Very noble on her part, to let him know that she wants to move, that the senior pastor agrees with her, even though she KNOWS her husband doesn't want to do it, but if he actually takes her advice, she doesn't want to be responsible for the outcome. She respects his leadership? Really? She knows he was not leading them to move to Washington, that his leadership is keeping them in California. She does not respect his leadership. She is leading from the rear. Pastor LaPierre has said in previous pages that one of the only reasons he made the move was because of her encouragement. He cites no other reasons at all. So she gets what she alone wanted, but she announces in advance that if it doesn't work, she is not to be blamed. This is what LaPierre calls "putting your husband in a position to lead." Apparently it means telling him what you want him to do, then saying, "But it's your decision, and if you blow it, I'm not responsible." This is disturbing. Deeply disturbing. To advance this type of behavior in a book aimed at wives is beyond irresponsible.
The closest the author comes to a proof text for his assertion that husbands should listen to their wives and that God speaks to husbands through their wives is the reference on page 124 to Genesis 2:18 which says:
And the LORD God said, It is not good that the man should be alone; I will make him an help meet for him.
Did God intend for this meet help to communicate God's will to the man? What if Eve had said to Adam, “I know you like working in the garden here, but I really feel that your full potential would be better reached outside of this garden.”? Does anyone believe that God would choose the woman over the man as the recipient of His instructions? Wouldn't it make more sense for God to tell Adam directly if he wanted him to exercise dominion in another location? It sounds ridiculous to me to consider such a thing.
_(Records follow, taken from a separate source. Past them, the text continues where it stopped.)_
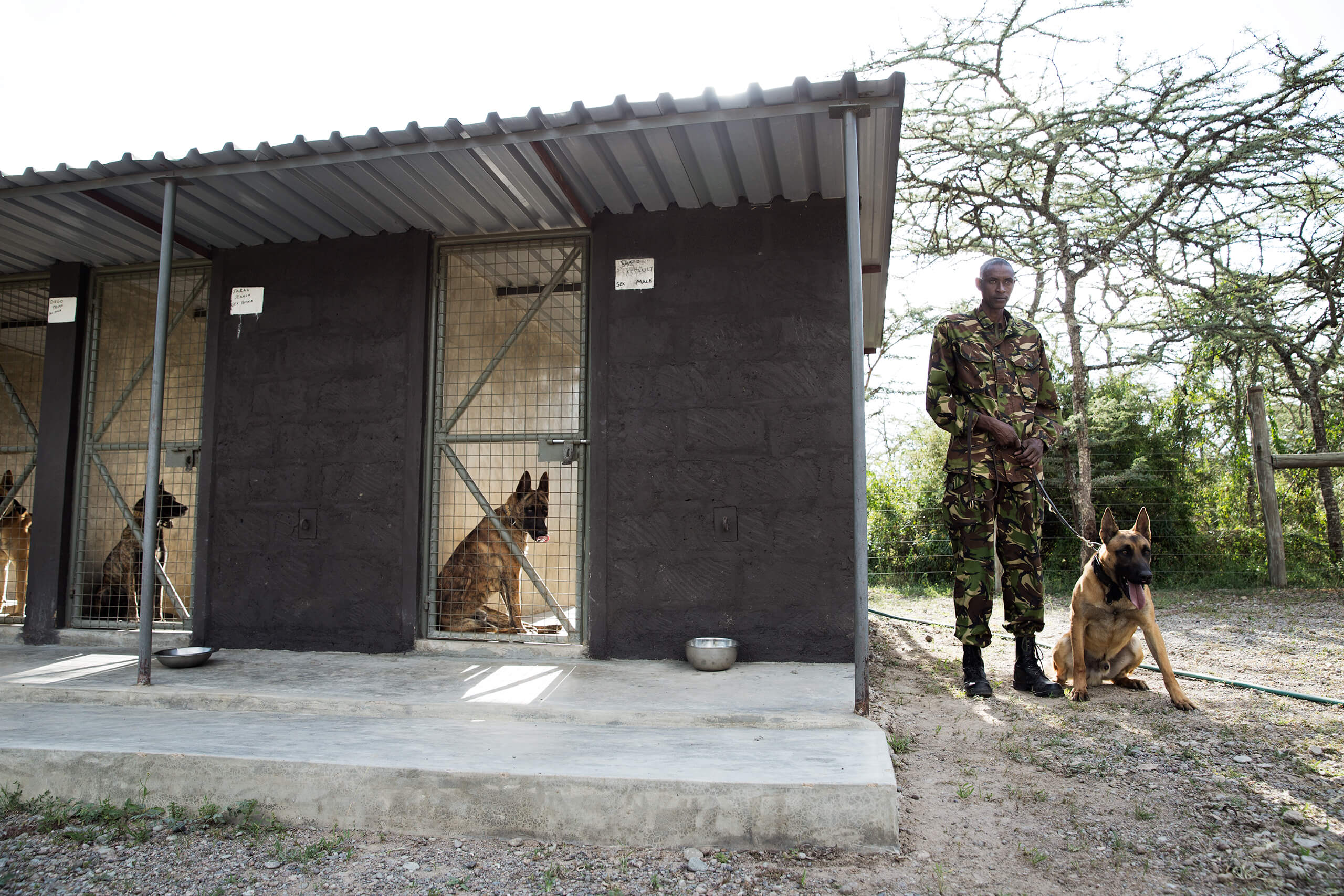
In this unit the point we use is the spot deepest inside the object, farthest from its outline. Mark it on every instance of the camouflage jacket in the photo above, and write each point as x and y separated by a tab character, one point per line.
978	367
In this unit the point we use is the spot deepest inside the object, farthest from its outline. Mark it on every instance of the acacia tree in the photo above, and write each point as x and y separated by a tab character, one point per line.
1289	303
1003	154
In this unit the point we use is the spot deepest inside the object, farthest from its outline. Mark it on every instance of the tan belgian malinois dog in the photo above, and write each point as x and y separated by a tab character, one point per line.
1110	601
483	566
14	549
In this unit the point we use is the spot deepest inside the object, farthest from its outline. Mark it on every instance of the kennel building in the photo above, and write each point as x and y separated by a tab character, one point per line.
386	352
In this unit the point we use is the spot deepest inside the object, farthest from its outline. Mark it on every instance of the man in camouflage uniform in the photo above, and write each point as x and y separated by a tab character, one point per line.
990	386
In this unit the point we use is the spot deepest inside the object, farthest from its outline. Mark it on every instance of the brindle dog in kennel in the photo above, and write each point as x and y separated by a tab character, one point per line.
483	566
119	589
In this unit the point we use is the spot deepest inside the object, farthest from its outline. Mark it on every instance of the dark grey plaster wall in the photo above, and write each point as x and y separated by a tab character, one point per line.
316	404
726	385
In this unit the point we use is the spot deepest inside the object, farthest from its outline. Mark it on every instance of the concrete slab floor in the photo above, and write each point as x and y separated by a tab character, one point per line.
437	686
761	755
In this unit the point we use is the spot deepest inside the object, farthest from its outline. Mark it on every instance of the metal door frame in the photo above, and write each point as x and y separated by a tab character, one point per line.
37	281
438	440
90	444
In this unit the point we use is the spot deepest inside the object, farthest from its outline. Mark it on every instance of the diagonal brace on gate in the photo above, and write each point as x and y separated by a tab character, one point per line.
135	530
18	484
512	338
33	434
508	539
144	366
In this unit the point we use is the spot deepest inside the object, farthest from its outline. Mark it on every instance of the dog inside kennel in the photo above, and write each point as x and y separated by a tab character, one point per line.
23	336
506	541
113	441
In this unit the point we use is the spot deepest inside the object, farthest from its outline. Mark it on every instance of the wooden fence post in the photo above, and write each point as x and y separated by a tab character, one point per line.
1261	452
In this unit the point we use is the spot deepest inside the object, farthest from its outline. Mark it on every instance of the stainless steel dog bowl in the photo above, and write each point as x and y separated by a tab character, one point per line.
185	657
711	655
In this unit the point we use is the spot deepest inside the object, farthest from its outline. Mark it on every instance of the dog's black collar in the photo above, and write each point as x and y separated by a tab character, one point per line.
1113	590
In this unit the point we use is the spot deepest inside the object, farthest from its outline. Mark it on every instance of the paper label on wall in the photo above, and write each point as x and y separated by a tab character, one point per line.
245	300
61	309
635	273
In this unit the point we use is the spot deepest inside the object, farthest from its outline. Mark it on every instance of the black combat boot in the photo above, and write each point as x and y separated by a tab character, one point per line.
1027	675
973	672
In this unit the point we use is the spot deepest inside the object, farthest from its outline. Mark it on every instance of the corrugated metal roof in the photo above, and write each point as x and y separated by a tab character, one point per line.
503	176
And then, making sure we understand that God DOESN'T intend to work around the husband and give secret instructions or wisdom to the wife, God says this to the man after he eats from the tree of the knowledge of good and evil:
And unto Adam he said, Because thou hast hearkened unto the voice of thy wife, (emphasis added) and hast eaten of the tree, of which I commanded thee, saying, Thou shalt not eat of it: cursed is the ground for they sake; in sorrow shalt thou eat of it all the days of thy life. Gen 3:17
God directly rebuked Adam for listening to and following the desires of his wife. Why didn't God just say, “Because you ate of the tree...”? The pattern we see being established in Genesis is God leading a family through the husband. There is no time in history, since the Garden of Eden, where God has changed this pattern of dealing directly with men, rather than using wives as a conduit. In the New Testament, Paul explains that the head of every man is Christ and the head of every woman is the man, confirming the order established by God in the beginning. (1 Cor. 11: 3) To suggest, endorse, imply, or teach that God sometimes speaks to the wife instead is to turn this entire order upside down.
To suggest to wives that God speaks through them is unbiblical. It opposes the very design of God for marriage, where the husband is the head, the Christ type, and the wife is under him, the Church type. I'm not saying, nor does the Bible say that a man is forbidden from seeking the opinion or counsel of a wife. But the Bible does not command it, and her advice to him is no more the "voice of God" than any other advice. He can give her opinions whatever weight and value that he believes is appropriate. And if he chooses to never consult her, he does not sin.
How did churchianity change the role of a wife from that of a help, meet for her husband, to one of trusted adviser and prophet of God? It frightens me to see how feminism has infiltrated the elect.